As of this year, I’ve heard a number of students, often African-Americans though not exclusively, use the pronoun mines, which, while I don’t use it myself, absolutely delights me.
There is their and theirs, your and yours, her and hers, our and ours, y’all and y’alls (southern, but okay).
But what about mine and mines?
Like I said, this usage isn’t mine(s), but the more I considered it, the more I enjoy it, and the more I enjoy how it annoys certain pedants who hold the idea that mines is somehow incorrect.
First, understand that language is always changing. Every time we say something, anything, it changes. It may not completely change its “name,” that is how its spelled, but its pronunciation is certainly not concrete.

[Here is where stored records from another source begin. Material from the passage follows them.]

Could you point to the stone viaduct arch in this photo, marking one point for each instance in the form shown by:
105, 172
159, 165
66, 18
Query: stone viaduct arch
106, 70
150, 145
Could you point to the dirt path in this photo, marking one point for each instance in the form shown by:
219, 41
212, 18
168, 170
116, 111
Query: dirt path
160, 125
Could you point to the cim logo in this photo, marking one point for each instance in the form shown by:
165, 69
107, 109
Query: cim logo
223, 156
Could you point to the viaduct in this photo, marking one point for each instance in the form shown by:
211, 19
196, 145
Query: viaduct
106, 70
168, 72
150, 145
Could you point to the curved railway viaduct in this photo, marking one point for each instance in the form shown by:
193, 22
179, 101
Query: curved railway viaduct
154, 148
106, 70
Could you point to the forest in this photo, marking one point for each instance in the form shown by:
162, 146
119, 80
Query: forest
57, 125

I’ve been using the Oxford English Dictionary’s free trial (enter trynewoed/trynewoed as login name and password; good ’til February 6), and this trial has allowed me to geek out in every which way, which gives me Exhibit A:
(click to enlarge)
Now, just because mines is documented in the Oxford English Dictionary is not the ace in the hole. Words are words and the OED is simply documenting, taking snapshots if you will, of the English language, i.e., its words, since its inception over a millennium ago. But some folks would like to see some credentials.
The first time I heard mines outside of the occasional student was in this video, or Exhibit B (approximately 1:10 in the video).
And if you read the OED entry above, you will see that the expression is chiefly Scottish, as is the speaker in the video, but please note the usage is also Irish English, and it’s also Caribbean, which has me wonder where my students would have picked mines up. Now, it’s been documented that poor Blacks and poor Irish have swapped idioms and expressions, and it’s conceivable that the Caribbean strand could have caught with African-Americans some time in the past. Hell, perhaps the -s found its way onto its host the way your become yours and our became ours.
But, in the end, mines is being used in good grammatical fashion, like “Hey, that book is mines!” and that’s all that really matters.